Visitor clustering lets you leverage customer characteristics to dynamically categorize visitors and generate cluster sets based on selected data inputs, thus identifying groups that have similar interests and behaviors for customer analysis and targeting.

The clustering process requires you to identify metrics and dimension elements to use as inputs, and allows you to choose a specific target population to apply these elements to create specified clusters. When you run the clustering process, the system uses the metric and dimension inputs to determine appropriate initial centers for the specified number of clusters. These centers are then used as a starting point to apply the K-Means algorithm.
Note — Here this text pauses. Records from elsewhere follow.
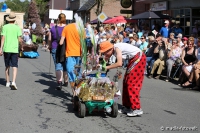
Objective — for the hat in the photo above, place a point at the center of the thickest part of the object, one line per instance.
(185, 38)
(179, 35)
(166, 22)
(104, 46)
(130, 35)
(11, 17)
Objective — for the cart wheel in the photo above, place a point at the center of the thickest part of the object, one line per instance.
(114, 111)
(81, 110)
(75, 103)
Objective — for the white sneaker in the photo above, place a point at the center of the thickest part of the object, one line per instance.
(8, 84)
(124, 110)
(135, 112)
(13, 85)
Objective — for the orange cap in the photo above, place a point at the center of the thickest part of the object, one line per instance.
(104, 46)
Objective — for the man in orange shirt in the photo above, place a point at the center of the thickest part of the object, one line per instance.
(73, 51)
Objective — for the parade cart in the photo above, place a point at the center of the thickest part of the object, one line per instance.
(95, 93)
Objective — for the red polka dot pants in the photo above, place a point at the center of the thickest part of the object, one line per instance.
(132, 83)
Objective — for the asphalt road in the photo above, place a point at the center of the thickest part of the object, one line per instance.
(36, 107)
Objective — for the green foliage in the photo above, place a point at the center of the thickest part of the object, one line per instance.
(17, 5)
(39, 39)
(42, 7)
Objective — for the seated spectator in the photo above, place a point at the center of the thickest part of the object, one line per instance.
(189, 56)
(171, 37)
(185, 42)
(113, 31)
(137, 40)
(121, 38)
(177, 30)
(179, 38)
(131, 40)
(194, 75)
(108, 37)
(144, 44)
(173, 55)
(151, 54)
(126, 38)
(115, 39)
(162, 50)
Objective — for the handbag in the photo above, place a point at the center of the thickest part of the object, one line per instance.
(60, 50)
(162, 54)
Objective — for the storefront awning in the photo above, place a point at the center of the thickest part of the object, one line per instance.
(87, 6)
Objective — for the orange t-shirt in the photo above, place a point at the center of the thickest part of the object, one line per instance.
(73, 45)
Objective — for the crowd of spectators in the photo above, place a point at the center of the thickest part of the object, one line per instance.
(165, 48)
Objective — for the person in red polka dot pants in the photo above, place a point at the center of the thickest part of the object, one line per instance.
(133, 77)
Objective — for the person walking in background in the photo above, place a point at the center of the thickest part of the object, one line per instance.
(10, 47)
(164, 31)
(134, 74)
(54, 35)
(73, 52)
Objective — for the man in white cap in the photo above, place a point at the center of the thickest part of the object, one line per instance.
(10, 47)
(164, 31)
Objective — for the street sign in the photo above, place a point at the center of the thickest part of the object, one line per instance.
(126, 11)
(102, 17)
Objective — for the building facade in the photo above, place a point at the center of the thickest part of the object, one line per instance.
(184, 12)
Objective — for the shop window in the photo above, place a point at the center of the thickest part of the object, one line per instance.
(196, 12)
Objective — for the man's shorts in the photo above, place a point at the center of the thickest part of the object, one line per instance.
(58, 66)
(11, 59)
(71, 62)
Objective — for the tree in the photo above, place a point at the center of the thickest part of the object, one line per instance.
(17, 6)
(33, 17)
(100, 4)
(42, 8)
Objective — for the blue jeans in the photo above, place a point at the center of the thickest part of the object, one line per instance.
(71, 62)
(58, 66)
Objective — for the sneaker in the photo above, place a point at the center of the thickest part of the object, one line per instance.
(135, 112)
(13, 86)
(139, 111)
(150, 76)
(124, 110)
(166, 80)
(8, 84)
(59, 86)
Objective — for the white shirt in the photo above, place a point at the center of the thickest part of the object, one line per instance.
(127, 49)
(138, 43)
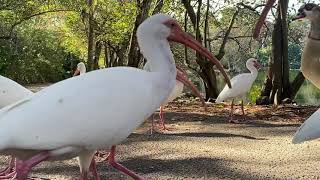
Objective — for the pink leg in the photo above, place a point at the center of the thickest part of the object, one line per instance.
(24, 167)
(152, 125)
(121, 167)
(243, 113)
(162, 118)
(231, 114)
(8, 170)
(84, 175)
(93, 170)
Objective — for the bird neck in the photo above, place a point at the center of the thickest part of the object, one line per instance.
(161, 63)
(253, 70)
(314, 30)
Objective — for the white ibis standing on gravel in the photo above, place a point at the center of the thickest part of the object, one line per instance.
(99, 109)
(176, 92)
(11, 92)
(81, 69)
(241, 84)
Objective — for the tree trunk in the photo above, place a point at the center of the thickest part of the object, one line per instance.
(90, 36)
(142, 13)
(296, 84)
(277, 86)
(207, 73)
(97, 55)
(106, 55)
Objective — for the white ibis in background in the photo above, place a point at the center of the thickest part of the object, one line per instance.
(81, 69)
(56, 124)
(310, 64)
(11, 92)
(241, 84)
(176, 92)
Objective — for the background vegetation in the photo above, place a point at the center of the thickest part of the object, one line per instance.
(41, 41)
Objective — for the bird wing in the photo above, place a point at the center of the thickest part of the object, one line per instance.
(97, 109)
(309, 130)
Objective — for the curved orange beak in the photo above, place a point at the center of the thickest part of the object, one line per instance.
(262, 18)
(76, 72)
(181, 76)
(178, 35)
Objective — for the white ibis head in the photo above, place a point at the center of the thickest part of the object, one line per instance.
(81, 68)
(309, 11)
(252, 62)
(162, 27)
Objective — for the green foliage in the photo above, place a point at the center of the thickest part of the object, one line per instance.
(254, 93)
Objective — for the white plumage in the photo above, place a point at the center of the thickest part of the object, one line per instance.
(98, 109)
(11, 92)
(241, 84)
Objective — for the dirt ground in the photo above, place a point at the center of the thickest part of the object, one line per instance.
(203, 145)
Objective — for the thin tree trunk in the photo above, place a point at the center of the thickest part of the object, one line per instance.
(296, 84)
(97, 53)
(90, 36)
(142, 14)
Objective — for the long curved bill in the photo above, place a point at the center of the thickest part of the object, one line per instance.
(262, 18)
(77, 72)
(181, 76)
(178, 35)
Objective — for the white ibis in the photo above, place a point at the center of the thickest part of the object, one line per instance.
(81, 69)
(11, 92)
(310, 63)
(309, 130)
(56, 124)
(241, 84)
(176, 92)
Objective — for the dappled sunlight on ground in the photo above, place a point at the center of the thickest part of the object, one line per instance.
(203, 145)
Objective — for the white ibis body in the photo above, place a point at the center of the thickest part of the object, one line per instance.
(309, 130)
(11, 92)
(241, 84)
(86, 159)
(176, 92)
(82, 113)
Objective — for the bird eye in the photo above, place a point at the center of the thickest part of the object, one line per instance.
(308, 7)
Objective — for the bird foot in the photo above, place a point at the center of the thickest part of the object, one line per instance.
(10, 175)
(102, 156)
(234, 121)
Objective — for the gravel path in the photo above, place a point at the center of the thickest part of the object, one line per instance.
(203, 146)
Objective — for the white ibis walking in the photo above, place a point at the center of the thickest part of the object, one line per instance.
(176, 92)
(11, 92)
(56, 124)
(241, 84)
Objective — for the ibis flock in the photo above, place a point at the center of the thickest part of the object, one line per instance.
(62, 122)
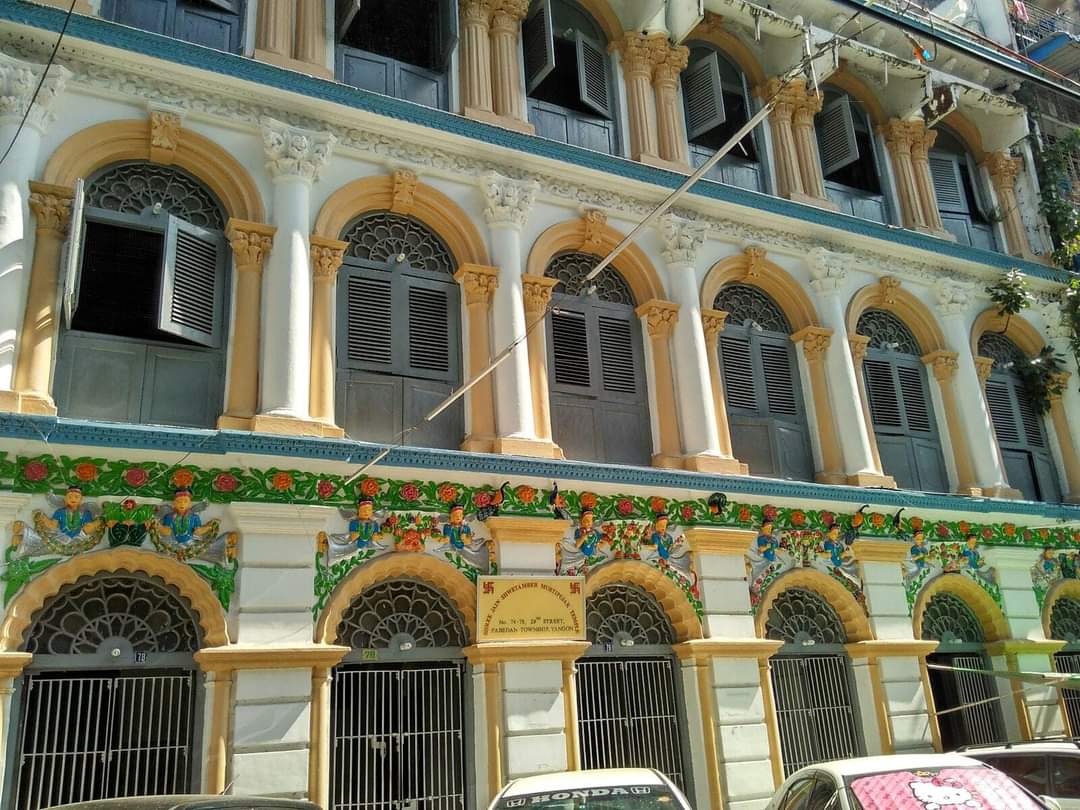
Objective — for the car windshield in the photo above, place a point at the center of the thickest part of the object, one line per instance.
(928, 788)
(616, 797)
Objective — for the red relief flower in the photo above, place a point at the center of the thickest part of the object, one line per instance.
(35, 471)
(136, 476)
(225, 483)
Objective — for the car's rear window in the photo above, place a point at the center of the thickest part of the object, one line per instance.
(929, 788)
(616, 797)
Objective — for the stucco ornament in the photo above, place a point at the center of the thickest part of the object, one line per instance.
(508, 201)
(293, 151)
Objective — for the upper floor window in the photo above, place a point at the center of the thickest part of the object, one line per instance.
(900, 406)
(1017, 423)
(849, 160)
(961, 201)
(761, 386)
(397, 48)
(212, 23)
(399, 347)
(568, 76)
(717, 103)
(599, 406)
(145, 297)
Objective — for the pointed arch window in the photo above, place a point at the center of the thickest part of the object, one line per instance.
(599, 406)
(1017, 423)
(399, 333)
(899, 401)
(761, 386)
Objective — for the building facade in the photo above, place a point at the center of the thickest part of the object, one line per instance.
(786, 443)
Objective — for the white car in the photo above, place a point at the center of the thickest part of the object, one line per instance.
(904, 782)
(616, 788)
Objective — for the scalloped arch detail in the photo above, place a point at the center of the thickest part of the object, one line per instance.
(38, 592)
(441, 576)
(856, 625)
(684, 620)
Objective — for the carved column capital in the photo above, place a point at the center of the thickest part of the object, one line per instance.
(326, 257)
(293, 151)
(17, 83)
(660, 316)
(251, 243)
(478, 282)
(51, 206)
(508, 201)
(682, 238)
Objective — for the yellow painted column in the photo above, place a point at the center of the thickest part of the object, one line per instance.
(537, 297)
(52, 210)
(326, 257)
(478, 283)
(659, 318)
(814, 341)
(251, 244)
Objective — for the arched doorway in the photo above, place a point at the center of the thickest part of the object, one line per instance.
(812, 682)
(399, 702)
(967, 703)
(630, 697)
(110, 703)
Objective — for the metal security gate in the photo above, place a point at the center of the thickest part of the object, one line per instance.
(814, 710)
(628, 715)
(95, 736)
(399, 738)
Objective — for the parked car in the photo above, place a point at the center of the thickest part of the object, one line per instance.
(615, 788)
(1044, 767)
(904, 782)
(190, 802)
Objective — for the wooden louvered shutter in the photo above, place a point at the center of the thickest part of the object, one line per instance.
(592, 75)
(538, 42)
(836, 136)
(703, 96)
(192, 283)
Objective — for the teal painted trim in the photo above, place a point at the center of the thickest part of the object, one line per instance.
(102, 435)
(151, 44)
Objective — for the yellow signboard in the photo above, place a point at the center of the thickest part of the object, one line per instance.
(530, 608)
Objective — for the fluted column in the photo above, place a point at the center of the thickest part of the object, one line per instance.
(295, 158)
(660, 318)
(814, 341)
(326, 257)
(251, 246)
(478, 283)
(1003, 170)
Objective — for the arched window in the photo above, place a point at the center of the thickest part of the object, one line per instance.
(1017, 423)
(717, 104)
(811, 680)
(599, 408)
(216, 24)
(975, 718)
(961, 199)
(400, 699)
(761, 386)
(629, 696)
(849, 159)
(900, 406)
(399, 348)
(568, 76)
(110, 702)
(397, 48)
(145, 299)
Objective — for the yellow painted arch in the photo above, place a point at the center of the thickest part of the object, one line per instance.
(441, 576)
(856, 625)
(38, 592)
(652, 581)
(993, 621)
(113, 142)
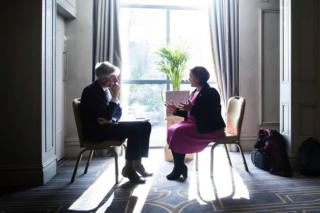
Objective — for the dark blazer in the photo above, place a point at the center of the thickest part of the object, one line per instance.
(206, 110)
(94, 104)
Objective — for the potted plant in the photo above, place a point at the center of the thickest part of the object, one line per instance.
(173, 63)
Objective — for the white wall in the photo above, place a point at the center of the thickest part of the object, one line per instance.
(259, 66)
(79, 53)
(60, 87)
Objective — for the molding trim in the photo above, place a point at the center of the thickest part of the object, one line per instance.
(262, 122)
(67, 9)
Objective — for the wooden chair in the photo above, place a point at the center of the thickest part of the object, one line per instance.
(235, 113)
(92, 145)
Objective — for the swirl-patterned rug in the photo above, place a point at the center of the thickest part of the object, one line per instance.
(231, 189)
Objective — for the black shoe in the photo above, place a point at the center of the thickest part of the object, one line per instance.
(177, 172)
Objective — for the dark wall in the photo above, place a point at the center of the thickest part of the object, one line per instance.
(20, 83)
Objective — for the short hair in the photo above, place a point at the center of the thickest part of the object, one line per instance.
(201, 74)
(105, 69)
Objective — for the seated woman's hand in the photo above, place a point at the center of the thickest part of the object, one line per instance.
(171, 107)
(102, 121)
(185, 106)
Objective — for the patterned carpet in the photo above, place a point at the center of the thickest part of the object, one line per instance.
(230, 190)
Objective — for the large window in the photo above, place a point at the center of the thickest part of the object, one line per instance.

The initial centers are intelligently chosen via a Canopy Clustering pass. | Data clusters are created by associating every data point to the nearest center. | The mean of each of the K clusters becomes the new center. | The algorithm is repeated in steps 2 and 3 until convergence is reached. This can take multiples passes. |

The Maximum Iterations in the Options menu allows the analyst to specify the maximum number of iterations to be performed by the clustering algorithm. Setting this option may result in faster completion of the clustering process based on the maximum iterations cap at the expense of exact convergence of the cluster centers.

Note: Once the clusters have been defined, the Cluster Dimension can be
saved for use just like any other dimension. It can also be loaded into the
Cluster Explorer to examine the separation of cluster centers.

In the Cluster Builder, you can now select Options > Algorithm to select algorithms when defining clusters.

- KMeans. This algorithm uses canopy clustering to define the centers of the cluster.
- KMeans++. This algorithm expedites cluster building when running against large sets of data.

KMeans++ is an
improved implementation of KMeans clustering algorithm because it provides
better initialization of initial k centers. (The original KMeans algorithm
chooses initial centers randomly.) KMeans++ selects the first center randomly.
The remaining k-1 centers will be chosen one by one based on the distance a
data point is to the closest existing center. The furthest data points have a
better chance to be chosen as a new center than nearby data points. After the
initial center is chosen, the procedure is performed exactly the same as the
original KMeans clustering.

The workflow for KMeans++ is exactly the same as the workflow for
KMeans clustering, except that you need to select
**Options** >
**Algorithm** >
**KMeans++** in the cluster builder.

Note: Each DPU runs its own KMeans++ procedure on its own data portion.
If the DPU has enough available memory (the ratio is configurable in the
PAServer.cfg file), then the data of those involved variables will be brought
into memory. The remaining k-1 initial center selection and converging
iterations all happen in memory, which is faster than the previous KMeans
clustering.